Muhammad Ali Bogra Formula:
Muhammad Ali Bogra immediately after assuming the office of the Prime Minister presented a formula to resolve the deadlock in constitution-making. According to this formula, Pakistan would have a bicameral legislature. In the upper house, there would be EQUAL representation to each of the five units. In lower house population will be represented. In this way, more representation was given to East Pakistan.
Both wings would have equal strength in joint sessions of the two houses.
Reaction to Bogra Formula
It was welcomed in both parts of the country. The principle of parity and representation of the population was appreciated. It also solved the problem of national language by suggesting Urdu and Bengali both as the national language.
One Unit of West Pakistan October 1955
One Unit of West Pakistan was established on 14th October 1955. The provinces of Punjab, Sindh, NWFP, and Baluchistan would be amalgamated into one unit to establish parity between the two parts of the country.
Separate or Joint Electorate
A separate electorate was adopted on the demand of Muslims in 1909 by the British Government. But the minorities did not favor this after independence. Religious elements supported this as a part of heritage.
East: decided for Joint Electorate. West: Separate electorate.

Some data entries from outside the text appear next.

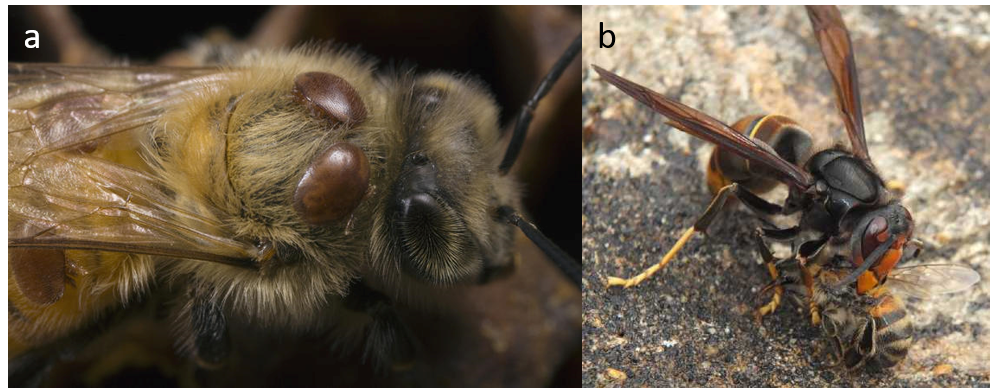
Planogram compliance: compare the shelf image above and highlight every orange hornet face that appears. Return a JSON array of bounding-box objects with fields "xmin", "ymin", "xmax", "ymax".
[{"xmin": 853, "ymin": 205, "xmax": 914, "ymax": 295}]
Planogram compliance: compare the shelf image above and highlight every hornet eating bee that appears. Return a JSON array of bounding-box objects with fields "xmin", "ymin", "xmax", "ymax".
[
  {"xmin": 8, "ymin": 5, "xmax": 577, "ymax": 384},
  {"xmin": 592, "ymin": 6, "xmax": 979, "ymax": 369}
]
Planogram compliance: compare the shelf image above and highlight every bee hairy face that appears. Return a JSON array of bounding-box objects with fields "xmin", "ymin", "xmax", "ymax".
[{"xmin": 372, "ymin": 74, "xmax": 518, "ymax": 284}]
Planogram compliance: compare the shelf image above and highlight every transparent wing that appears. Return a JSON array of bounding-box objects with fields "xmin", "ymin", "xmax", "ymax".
[
  {"xmin": 886, "ymin": 264, "xmax": 980, "ymax": 298},
  {"xmin": 7, "ymin": 63, "xmax": 258, "ymax": 266}
]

1957: Joint Electorate was adopted for all Pakistan by the National Assembly.
The National Language Issue
Pre-independence: Muslim elite all over India adopted Urdu. In 1948 Jinnah declared that Urdu would be the national language but provinces could use their languages.

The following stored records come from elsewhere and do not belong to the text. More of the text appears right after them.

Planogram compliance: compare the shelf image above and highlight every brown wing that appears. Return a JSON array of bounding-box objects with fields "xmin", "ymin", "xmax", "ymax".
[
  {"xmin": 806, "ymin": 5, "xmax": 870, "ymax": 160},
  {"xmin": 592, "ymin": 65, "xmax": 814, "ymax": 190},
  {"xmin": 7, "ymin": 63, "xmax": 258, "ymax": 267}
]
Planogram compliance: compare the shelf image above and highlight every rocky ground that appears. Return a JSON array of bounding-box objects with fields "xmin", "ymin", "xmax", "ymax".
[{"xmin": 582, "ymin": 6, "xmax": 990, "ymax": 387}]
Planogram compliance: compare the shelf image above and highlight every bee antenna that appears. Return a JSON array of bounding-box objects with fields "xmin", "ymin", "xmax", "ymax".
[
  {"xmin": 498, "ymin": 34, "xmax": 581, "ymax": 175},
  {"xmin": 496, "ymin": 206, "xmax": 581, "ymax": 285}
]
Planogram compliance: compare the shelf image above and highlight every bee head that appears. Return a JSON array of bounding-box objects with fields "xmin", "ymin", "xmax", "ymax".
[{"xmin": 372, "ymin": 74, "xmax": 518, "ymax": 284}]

Opposition against Urdu was there in East Bengal. This became more pronounced after the death of Jinnah as controversies erupted on constitution-making. Language Movement started in East Pakistan in February 1952.
There was a complaint about the anti-Bengali language attitude of the federal government.
The two-language formula was adopted in 1954. Since 1973 Urdu was adopted as a national language along with the support for the development of regional languages.
Parliamentary or Presidential
There was a consensus for a parliamentary system. But there was limited demand for a presidential system. Supporters of the Presidential system became dominant after the 1958 military takeover. The 1962 Constitution was a Presidential constitution.
The Islamic or Secular State
From the very beginning of the Pakistan Movement, there was an agreement that the state will have a close relationship with Islam. Muslims defined their national identity with reference to Islam and its heritage. Some opposition came from the Congress members of the Constituent Assembly, and a few secularists.
There was a BROAD AGREEMENT that the state will identify itself with Islam. The Constituent Assembly took time to define the precise relationship between the state and Islam.